Collaborative Research: RAPID: Using the M6.4-7.1 Ridgecrest, CA Earthquake sequence to test a postseismic stress evolution monitoring system

合作研究：RAPID：使用加利福尼亚州里奇克莱斯特 M6.4-7.1 地震序列测试震后应力演化监测系统

• 批准号: 1944292
• 负责人: Kaj Johnson
• 金额: $ 2.38万
• 依托单位: Indiana University
• 依托单位国家: 美国
• 项目类别: Standard Grant
• 财政年份: 2019
• 资助国家: 美国
• 起止时间: 2019-08-15 至 2020-07-31
• 项目状态: 已结题
• 来源: https://www.nsf.gov/awardsearch/showAward?AWD_ID=1944292&HistoricalAwards=false
• 关键词: Collaborative; Research; RAPID; Using; M6.4

The RAPID project responds to the July Ridgecrest earthquakes in Southern California and develops and tests a tool to monitor stress in the Earth and how it changes after large earthquakes.

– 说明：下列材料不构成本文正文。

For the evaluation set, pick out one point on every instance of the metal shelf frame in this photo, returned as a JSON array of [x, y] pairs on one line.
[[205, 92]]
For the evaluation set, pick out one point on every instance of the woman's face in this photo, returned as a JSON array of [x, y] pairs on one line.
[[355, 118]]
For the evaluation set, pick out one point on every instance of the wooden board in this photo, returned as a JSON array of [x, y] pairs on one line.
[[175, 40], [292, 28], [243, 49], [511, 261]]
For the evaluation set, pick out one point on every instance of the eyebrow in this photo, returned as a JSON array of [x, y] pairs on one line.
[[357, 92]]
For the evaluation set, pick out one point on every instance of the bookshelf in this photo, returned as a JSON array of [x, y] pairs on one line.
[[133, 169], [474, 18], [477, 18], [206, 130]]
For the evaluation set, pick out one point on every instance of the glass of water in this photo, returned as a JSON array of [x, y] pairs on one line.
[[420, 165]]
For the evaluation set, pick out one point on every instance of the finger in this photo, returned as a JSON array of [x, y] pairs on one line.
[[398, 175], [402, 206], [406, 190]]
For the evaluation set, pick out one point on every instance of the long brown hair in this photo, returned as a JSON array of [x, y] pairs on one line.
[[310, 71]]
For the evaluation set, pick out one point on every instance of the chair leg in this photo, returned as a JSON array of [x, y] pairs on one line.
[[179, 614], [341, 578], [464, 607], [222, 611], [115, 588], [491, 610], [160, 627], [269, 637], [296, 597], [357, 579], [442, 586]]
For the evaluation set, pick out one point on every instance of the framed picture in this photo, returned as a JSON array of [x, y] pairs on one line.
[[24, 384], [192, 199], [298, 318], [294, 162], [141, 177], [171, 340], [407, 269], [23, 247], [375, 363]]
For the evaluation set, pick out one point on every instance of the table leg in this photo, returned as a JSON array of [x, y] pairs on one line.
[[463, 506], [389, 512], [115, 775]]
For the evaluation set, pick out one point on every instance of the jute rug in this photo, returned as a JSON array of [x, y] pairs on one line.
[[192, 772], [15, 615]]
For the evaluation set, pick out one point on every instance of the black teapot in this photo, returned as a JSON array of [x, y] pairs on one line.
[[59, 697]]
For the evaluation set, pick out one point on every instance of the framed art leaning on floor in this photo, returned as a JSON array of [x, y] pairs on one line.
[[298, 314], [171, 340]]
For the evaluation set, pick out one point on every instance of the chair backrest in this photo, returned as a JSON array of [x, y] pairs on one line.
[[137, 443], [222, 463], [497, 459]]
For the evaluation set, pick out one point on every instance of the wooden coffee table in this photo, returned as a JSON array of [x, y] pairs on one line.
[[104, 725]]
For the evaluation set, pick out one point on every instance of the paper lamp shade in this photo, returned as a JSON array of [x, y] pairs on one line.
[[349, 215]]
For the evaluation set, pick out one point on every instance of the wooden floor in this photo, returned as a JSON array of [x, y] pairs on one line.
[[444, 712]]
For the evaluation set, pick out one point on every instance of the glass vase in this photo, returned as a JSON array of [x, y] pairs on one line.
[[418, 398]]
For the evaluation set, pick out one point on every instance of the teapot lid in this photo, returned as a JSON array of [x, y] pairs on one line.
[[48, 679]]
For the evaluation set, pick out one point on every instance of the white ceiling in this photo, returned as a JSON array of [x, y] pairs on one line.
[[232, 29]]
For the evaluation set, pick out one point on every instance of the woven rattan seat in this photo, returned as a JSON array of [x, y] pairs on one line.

The project takes GPS and satellite radar data and in near real time computes how the Earth's crust and upper mantle are deforming from the mainshocks and aftershock sequences. This project supports two graduate students to work on developing these new tools and testing them in the immediate aftermath of an earthquake. This project could lead to a future real-time aftershock forecasting method.The first major earthquake in southern California in the last 20 years provides an opportunity to test a postseismic stress evolution monitoring system that would operate in near-real time. Coulomb stress changes from the mainshock of an earthquake are routinely computed to examine the potential for triggering earthquakes on nearby faults. It is known that aftershocks within about one fault-length of the rupture can largely be attributed to coseismic stress changes, but at larger distances, stress changes due to deeper postseismic deformation process such as mantle flow are larger than the coseismic stress change. The Ridgecrest earthquake triggered aftershocks greater than 100 km from the mainshock that are not consistent with Coulomb stress changes from the mainshock.The near real time technique developed through this research has potential to be implemented in future real-time aftershock forecasting. An advantage of this approach is that much of the heavy computation required to compute postseismic deformation is pre-computed and stored. The postseismic deformation calculations are relatively inexpensive and suites of models can be easily computed near real time. The Ridgecrest earthquake sequence provides the first opportunity with modern geodetic data to test a stress evolution monitoring system.This award reflects NSF's statutory mission and has been deemed worthy of support through evaluation using the Foundation's intellectual merit and broader impacts review criteria.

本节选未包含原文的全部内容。